Hospitals
have high costs that change little despite the number of patients rising or
falling. Decades ago, the hospitals developed a special kind of insurance
policy whose premiums assured the hospitals regular income and promised
policyholders free hospital care in return. Similar policies were later adopted
by all healthcare suppliers.
The
government and its handmaidens, the insurance companies, became the third-party
payers. Except for small consumer co-payments, they now cover everyone’s
healthcare costs from the first dollar, creating mountains of paperwork.
With
someone else paying, healthcare consumers couldn’t care less about the costs.

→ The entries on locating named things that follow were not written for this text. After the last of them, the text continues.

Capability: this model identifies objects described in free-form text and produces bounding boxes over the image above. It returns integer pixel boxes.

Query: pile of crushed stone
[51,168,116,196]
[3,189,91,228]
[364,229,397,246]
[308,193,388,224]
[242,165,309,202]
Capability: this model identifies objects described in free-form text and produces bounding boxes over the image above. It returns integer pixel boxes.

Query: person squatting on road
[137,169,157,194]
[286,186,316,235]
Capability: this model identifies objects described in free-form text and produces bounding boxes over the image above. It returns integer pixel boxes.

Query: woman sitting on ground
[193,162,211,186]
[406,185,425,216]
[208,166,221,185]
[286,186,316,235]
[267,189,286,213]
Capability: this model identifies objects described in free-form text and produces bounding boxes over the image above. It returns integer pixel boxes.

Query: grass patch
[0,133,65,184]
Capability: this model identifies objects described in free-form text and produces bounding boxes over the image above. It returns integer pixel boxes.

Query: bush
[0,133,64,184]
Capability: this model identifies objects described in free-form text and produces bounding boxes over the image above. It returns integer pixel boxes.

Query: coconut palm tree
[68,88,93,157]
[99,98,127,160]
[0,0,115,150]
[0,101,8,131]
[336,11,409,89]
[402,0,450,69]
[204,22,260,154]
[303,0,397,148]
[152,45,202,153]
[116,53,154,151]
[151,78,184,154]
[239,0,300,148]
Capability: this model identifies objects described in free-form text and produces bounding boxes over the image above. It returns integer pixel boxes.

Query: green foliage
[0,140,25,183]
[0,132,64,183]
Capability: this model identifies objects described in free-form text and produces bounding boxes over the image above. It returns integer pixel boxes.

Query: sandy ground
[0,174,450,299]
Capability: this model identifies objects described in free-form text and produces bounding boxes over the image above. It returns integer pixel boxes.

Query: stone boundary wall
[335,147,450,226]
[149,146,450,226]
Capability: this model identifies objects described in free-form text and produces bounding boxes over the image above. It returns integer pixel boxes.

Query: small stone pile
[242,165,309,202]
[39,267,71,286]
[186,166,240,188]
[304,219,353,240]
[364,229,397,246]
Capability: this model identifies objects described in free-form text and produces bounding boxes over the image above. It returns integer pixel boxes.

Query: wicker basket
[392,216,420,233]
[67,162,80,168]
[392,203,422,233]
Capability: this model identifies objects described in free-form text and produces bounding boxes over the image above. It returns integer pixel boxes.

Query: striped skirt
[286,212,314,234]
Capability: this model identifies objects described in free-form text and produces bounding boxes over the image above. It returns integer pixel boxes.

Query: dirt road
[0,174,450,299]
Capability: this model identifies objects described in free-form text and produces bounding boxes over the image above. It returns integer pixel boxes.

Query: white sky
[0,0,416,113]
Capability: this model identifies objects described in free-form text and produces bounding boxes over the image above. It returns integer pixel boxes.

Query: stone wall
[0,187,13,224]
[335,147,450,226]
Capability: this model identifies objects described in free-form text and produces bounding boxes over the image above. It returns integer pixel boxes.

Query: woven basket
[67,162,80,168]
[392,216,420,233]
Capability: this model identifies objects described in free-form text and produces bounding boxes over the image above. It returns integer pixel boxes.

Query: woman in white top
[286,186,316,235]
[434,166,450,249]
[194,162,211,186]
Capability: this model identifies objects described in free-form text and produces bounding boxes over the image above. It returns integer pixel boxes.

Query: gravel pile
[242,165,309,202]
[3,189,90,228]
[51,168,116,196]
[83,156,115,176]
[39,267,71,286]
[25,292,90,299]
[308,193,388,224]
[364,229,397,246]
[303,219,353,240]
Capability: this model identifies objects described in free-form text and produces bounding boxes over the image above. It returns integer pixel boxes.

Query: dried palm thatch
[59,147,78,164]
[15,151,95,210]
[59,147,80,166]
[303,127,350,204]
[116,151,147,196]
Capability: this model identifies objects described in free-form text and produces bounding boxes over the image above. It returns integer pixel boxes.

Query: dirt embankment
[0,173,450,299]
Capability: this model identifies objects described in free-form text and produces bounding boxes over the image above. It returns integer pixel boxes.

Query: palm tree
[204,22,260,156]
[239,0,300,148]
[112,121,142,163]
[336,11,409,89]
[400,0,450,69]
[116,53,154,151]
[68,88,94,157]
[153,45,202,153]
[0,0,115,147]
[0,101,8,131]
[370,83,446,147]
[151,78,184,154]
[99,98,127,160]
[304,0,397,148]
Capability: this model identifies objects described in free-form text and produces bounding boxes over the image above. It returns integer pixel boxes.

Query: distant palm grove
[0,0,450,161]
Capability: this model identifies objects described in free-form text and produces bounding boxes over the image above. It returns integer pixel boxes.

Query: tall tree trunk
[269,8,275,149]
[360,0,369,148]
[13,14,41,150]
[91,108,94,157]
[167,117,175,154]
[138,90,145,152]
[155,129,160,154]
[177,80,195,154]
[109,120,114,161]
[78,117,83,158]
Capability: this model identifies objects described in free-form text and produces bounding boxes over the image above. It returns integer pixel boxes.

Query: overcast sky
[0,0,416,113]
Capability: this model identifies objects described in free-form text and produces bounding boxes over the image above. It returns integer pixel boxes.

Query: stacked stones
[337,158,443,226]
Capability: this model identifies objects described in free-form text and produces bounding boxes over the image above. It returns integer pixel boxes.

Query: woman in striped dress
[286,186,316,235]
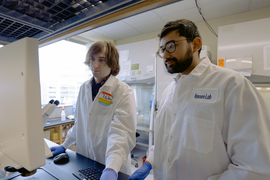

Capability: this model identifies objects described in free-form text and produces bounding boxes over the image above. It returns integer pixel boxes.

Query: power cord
[195,0,218,37]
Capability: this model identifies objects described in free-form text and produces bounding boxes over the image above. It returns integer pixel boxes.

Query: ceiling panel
[249,0,270,10]
[0,0,144,44]
[162,8,203,25]
[201,0,250,19]
[132,18,165,34]
[93,28,120,40]
[98,21,130,32]
[153,0,196,17]
[123,11,159,25]
[110,26,142,39]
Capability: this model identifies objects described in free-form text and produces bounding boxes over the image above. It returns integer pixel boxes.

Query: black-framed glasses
[157,38,189,58]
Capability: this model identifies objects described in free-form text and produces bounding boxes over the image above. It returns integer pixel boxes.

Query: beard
[164,46,193,74]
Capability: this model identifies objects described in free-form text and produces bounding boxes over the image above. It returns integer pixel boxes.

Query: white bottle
[61,106,66,121]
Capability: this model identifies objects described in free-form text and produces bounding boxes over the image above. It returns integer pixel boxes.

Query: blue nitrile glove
[128,162,152,180]
[50,145,66,156]
[100,169,117,180]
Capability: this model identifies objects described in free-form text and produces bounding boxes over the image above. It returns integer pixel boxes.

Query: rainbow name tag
[98,91,113,106]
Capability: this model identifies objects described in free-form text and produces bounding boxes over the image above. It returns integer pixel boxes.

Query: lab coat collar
[174,57,211,82]
[87,75,114,89]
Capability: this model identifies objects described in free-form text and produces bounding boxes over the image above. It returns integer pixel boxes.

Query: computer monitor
[0,38,52,171]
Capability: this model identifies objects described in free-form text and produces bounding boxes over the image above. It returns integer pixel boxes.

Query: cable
[195,0,218,37]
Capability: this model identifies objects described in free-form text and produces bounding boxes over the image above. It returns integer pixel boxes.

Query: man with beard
[130,19,270,180]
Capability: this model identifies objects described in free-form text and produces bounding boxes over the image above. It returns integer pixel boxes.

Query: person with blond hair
[51,41,137,180]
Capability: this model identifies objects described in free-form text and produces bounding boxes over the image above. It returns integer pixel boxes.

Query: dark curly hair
[158,19,202,54]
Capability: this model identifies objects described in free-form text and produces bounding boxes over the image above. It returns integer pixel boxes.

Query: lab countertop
[44,118,75,128]
[1,140,129,180]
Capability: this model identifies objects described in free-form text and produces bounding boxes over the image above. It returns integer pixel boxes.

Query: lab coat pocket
[182,116,215,154]
[95,115,111,138]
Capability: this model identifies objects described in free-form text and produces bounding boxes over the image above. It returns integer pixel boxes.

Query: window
[39,40,92,105]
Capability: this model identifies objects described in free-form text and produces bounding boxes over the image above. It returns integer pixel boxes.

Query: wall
[115,7,270,64]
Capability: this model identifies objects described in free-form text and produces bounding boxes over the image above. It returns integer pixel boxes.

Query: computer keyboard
[72,167,102,180]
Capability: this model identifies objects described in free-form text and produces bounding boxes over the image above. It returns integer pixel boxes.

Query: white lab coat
[147,58,270,180]
[62,75,137,174]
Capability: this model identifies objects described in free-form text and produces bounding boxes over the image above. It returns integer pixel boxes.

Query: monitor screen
[0,38,51,171]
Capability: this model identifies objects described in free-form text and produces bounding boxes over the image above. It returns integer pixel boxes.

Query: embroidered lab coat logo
[98,91,113,106]
[189,88,218,103]
[194,93,212,99]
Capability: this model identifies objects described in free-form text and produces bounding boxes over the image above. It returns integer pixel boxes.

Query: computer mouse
[53,153,69,164]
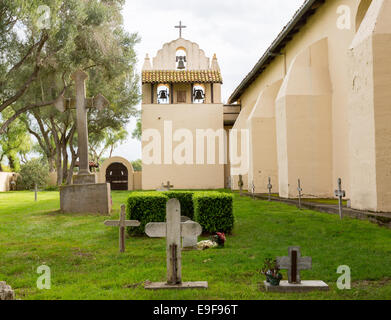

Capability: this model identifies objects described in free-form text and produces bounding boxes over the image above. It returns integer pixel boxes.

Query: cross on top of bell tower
[175,21,187,38]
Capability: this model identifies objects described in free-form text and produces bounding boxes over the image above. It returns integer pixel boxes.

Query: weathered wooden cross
[277,247,312,284]
[162,181,174,191]
[238,174,244,196]
[54,70,109,184]
[145,199,208,290]
[104,205,140,253]
[267,177,273,201]
[335,178,346,220]
[251,180,255,200]
[297,179,303,209]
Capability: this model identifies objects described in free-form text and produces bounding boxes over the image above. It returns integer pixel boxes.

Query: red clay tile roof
[142,70,223,84]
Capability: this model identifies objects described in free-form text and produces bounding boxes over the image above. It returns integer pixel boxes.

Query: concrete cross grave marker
[238,174,244,196]
[265,247,329,293]
[297,179,303,210]
[145,199,208,290]
[54,70,109,184]
[277,247,312,284]
[267,177,273,201]
[335,178,346,220]
[104,205,140,253]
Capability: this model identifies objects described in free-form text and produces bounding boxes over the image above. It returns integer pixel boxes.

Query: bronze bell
[176,56,186,70]
[194,89,205,101]
[159,90,168,101]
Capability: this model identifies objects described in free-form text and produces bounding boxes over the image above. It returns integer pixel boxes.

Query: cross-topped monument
[267,177,273,201]
[145,199,208,290]
[54,70,112,214]
[104,205,140,253]
[55,70,109,184]
[265,247,329,293]
[335,178,346,219]
[277,247,312,284]
[238,174,244,196]
[175,21,187,38]
[297,179,303,209]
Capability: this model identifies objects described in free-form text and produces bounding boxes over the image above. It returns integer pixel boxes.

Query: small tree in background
[18,159,49,190]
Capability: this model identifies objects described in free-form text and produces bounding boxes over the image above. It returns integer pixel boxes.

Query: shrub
[164,191,194,220]
[193,192,234,233]
[17,159,49,190]
[126,192,169,235]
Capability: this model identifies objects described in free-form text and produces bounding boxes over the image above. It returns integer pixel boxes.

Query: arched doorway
[106,162,129,190]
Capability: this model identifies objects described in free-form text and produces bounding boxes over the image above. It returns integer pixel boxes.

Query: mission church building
[142,24,237,190]
[229,0,391,212]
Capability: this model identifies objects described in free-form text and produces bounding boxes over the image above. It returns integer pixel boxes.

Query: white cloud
[115,0,303,160]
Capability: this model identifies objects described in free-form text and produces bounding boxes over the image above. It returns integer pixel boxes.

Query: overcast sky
[114,0,303,160]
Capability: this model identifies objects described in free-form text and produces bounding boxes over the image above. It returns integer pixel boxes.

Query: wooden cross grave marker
[251,180,255,200]
[162,181,174,191]
[267,177,273,201]
[277,247,312,284]
[335,178,346,220]
[264,247,329,293]
[145,199,208,290]
[238,174,244,196]
[297,179,303,210]
[104,205,140,253]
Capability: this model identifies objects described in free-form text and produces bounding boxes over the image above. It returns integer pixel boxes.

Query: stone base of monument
[0,281,15,301]
[60,183,112,215]
[144,281,208,290]
[264,281,330,293]
[73,174,97,184]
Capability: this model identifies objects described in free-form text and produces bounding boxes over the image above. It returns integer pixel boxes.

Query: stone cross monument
[58,70,111,214]
[145,199,208,290]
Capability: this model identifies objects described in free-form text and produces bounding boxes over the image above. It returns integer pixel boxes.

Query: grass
[0,192,391,300]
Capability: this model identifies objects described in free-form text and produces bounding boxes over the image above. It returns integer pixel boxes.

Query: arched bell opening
[157,84,170,104]
[193,84,205,104]
[176,47,187,70]
[106,162,129,190]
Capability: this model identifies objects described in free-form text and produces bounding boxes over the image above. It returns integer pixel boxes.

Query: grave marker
[265,247,329,293]
[145,199,208,290]
[267,177,273,201]
[335,178,346,220]
[104,205,140,253]
[238,174,244,196]
[297,179,303,210]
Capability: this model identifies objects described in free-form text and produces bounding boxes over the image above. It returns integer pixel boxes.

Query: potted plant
[261,258,282,286]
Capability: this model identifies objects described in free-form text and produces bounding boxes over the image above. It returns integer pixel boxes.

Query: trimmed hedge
[126,191,234,236]
[193,192,235,233]
[164,191,194,220]
[126,192,169,235]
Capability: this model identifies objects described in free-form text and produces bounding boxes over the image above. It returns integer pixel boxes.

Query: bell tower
[142,22,224,190]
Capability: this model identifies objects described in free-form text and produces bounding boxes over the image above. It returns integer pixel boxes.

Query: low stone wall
[60,183,112,215]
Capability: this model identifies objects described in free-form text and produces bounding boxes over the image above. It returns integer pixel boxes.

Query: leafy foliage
[126,192,169,235]
[18,159,49,190]
[193,192,234,233]
[164,191,194,220]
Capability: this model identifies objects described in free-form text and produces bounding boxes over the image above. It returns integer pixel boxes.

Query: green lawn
[0,192,391,300]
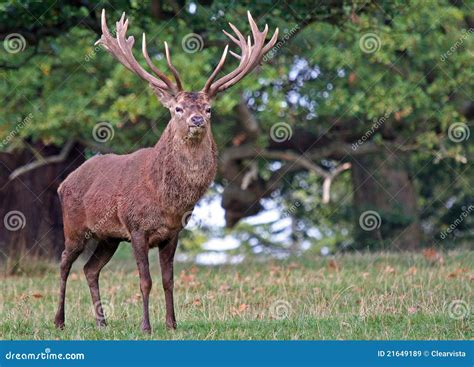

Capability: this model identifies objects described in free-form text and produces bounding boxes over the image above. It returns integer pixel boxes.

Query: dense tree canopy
[0,0,474,260]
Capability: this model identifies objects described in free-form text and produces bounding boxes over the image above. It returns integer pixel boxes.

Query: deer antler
[202,11,278,97]
[95,9,182,95]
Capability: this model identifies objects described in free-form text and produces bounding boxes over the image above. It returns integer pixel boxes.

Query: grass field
[0,249,474,339]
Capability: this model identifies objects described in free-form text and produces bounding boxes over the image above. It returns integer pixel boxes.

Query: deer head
[96,9,278,141]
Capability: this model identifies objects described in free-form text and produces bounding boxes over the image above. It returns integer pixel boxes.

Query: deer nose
[191,115,204,126]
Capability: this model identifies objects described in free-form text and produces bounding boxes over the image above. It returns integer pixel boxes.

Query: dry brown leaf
[423,248,444,265]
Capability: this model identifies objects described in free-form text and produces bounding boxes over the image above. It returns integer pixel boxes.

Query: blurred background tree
[0,0,474,264]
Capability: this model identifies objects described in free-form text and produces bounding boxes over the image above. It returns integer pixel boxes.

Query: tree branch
[8,140,74,181]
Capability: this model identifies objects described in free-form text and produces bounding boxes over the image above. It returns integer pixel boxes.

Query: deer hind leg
[159,235,178,329]
[54,238,85,329]
[84,240,120,326]
[131,232,152,333]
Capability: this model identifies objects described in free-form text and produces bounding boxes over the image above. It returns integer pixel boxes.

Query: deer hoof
[95,320,107,329]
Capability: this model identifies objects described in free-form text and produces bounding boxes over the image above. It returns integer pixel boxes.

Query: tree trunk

Suppliers don’t compete on price, and the prices have soared.
Hospitals
and doctors work for the governmental setup that pays them, not for us. They
benefit from Americans overpaying for healthcare and lobby to retain the
miserable system.
Congress
is the culprit for not resisting the pressure. It should require policies that have
substantial deductibles. Consumers would pay for their own healthcare up to the
deductible amount and would darn well care about the costs. Many would stop
seeing doctors unnecessarily. Suppliers would compete on price, and the prices
would plummet.
Premiums
and administrative costs would also fall, because insurance companies would pay
nothing until the policyholder’s costs for the year exceed the deductible. For
many, especially young people, they’d pay nothing.
First-dollar
payments by third parties are the most important reason the nation’s healthcare
costs are so high. Spineless Congress is a disgrace for not discarding the
wretched system, saving Americans billions of dollars.